Not piles, I tell myself. Clean laundry I haven’t put away, but I know the way I’ve tucked socks into a sweatshirt sleeve is not like laundry.
It is like something else. It is like nesting.
The closet door is slightly ajar. The mouse doll peeks with its button eyes and a grin so smug it’s like my own.
It’s ridiculous that in this room that I have curated into something colder and prettier than anything from my childhood, there is this thing from a time before I learned which parts of me were sharper, which could be used.
It is a relic that should have gone in the box we took to the thrift store years ago. It is a reminder of a girl who cried easily.
I should hate it.
I hate that I do not hate it.
It would be a relief to be able to let the hate carry me through this. Hate is clean. Hate is a blade. But my edges are going soft. No, not soft. Fuzzy.
I do not open the closet further. If I do, I feel like I will touch the mouse doll, and if I touch it, I will lose the last of something complicated in me that allows me to look in the mirror and say my full name and not some made-up childish scream.
I slam my laptop onto my bed and flip it open.
Incognito window. I type “hypertrichosis treatment” and get stuck in a trap of articles about laser therapy, and eflornithine cream.
Cream that slows hair growth, prescription only.
I click anyway, skim success rates. “Visible reduction in six to eight weeks.”
I keep thinking there will be a link that will make it all click.
A forum post from some other girl who woke up with fur along her spine and could suddenly smell the metal of her own laptop.
Maybe it’s a rare syndrome buried in a medical database where a doctor with gray hair and compassion says yes, this happens. It’s rare, it’s okay, we can manage it.
But that’s not what happens. I keep scrolling, scrolling, scrolling with the blue light eating my eyes until the words give up their meaning and turn to static.
Hypertrichosis.
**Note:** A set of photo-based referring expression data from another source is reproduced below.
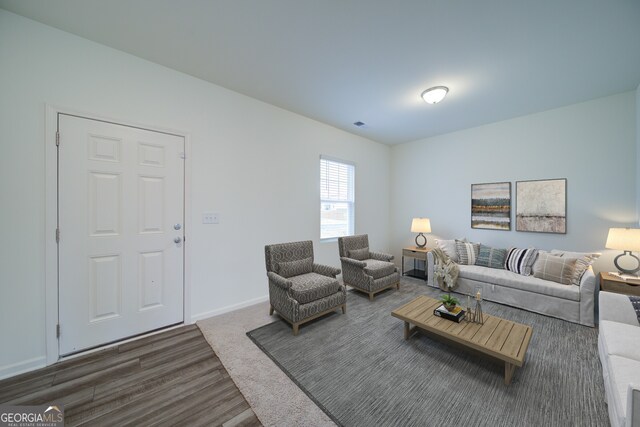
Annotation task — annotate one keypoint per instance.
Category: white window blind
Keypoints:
(336, 198)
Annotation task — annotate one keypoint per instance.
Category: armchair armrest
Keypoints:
(380, 256)
(354, 262)
(279, 280)
(326, 270)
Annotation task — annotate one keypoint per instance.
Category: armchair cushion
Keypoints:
(310, 287)
(380, 256)
(289, 269)
(378, 269)
(359, 254)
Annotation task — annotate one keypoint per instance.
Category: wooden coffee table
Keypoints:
(499, 338)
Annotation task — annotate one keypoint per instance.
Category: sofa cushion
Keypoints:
(467, 252)
(378, 269)
(520, 260)
(294, 268)
(310, 287)
(359, 254)
(584, 260)
(620, 339)
(449, 248)
(555, 268)
(513, 280)
(491, 257)
(622, 372)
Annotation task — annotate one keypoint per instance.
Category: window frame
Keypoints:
(351, 226)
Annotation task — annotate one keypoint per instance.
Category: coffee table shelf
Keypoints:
(499, 338)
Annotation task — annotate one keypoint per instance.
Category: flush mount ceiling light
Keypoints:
(435, 94)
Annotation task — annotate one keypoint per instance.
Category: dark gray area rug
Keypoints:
(359, 369)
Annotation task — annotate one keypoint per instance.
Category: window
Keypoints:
(336, 198)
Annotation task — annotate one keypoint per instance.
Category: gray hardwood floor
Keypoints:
(171, 378)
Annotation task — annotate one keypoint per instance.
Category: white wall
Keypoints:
(592, 144)
(638, 154)
(255, 164)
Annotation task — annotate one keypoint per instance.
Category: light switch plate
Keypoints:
(210, 218)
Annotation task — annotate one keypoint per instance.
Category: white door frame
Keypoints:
(51, 218)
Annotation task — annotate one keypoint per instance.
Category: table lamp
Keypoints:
(421, 225)
(626, 240)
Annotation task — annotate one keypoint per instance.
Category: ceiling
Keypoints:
(342, 61)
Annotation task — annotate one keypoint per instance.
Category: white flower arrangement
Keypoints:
(443, 272)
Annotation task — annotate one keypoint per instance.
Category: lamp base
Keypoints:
(624, 270)
(424, 244)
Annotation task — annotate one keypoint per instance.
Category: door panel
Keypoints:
(121, 190)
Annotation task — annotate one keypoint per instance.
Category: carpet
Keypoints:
(358, 368)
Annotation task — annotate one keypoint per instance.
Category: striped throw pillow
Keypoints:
(467, 252)
(520, 260)
(491, 257)
(555, 268)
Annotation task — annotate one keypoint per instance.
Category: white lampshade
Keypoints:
(421, 225)
(624, 239)
(435, 94)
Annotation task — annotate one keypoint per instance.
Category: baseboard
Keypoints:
(228, 308)
(22, 367)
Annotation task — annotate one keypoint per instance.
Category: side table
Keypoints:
(417, 254)
(611, 283)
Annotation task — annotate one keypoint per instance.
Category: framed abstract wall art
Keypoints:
(541, 206)
(491, 206)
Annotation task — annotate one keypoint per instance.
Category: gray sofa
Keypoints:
(569, 302)
(619, 350)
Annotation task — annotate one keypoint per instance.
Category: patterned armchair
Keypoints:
(299, 289)
(365, 270)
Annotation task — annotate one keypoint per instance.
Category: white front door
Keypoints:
(121, 216)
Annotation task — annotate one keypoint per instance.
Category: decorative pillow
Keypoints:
(491, 257)
(554, 268)
(584, 260)
(467, 252)
(449, 248)
(359, 254)
(520, 260)
(295, 268)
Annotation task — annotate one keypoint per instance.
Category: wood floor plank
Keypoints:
(245, 418)
(55, 392)
(120, 397)
(162, 379)
(143, 375)
(12, 391)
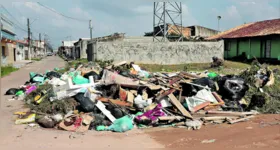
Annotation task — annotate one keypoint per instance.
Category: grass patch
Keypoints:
(76, 63)
(7, 70)
(36, 59)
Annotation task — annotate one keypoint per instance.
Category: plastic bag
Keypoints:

It looks like a prank, like a word my brain spat out and the page dutifully arranges itself into columns and stock photos of bearded ladies.
The pictures are wrong. The hair sits wrong on their faces, wrong on their cheeks.
Mine isn’t that. Mine stands on end when the house breathes. Mine has a direction.
I open a new tab and type “can teeth move on their own,” then delete it, replace it with “teeth pressure, urge to chew.” It spits out stress. Night guards. Grinding in sleep.
Have I been sleeping? I don’t remember.
My jaw aches. The two front teeth press against each other like they are arguing, and each individual one wants to win the fight. If I press my tongue there, I can feel where the enamel is thicker, the edge sharper.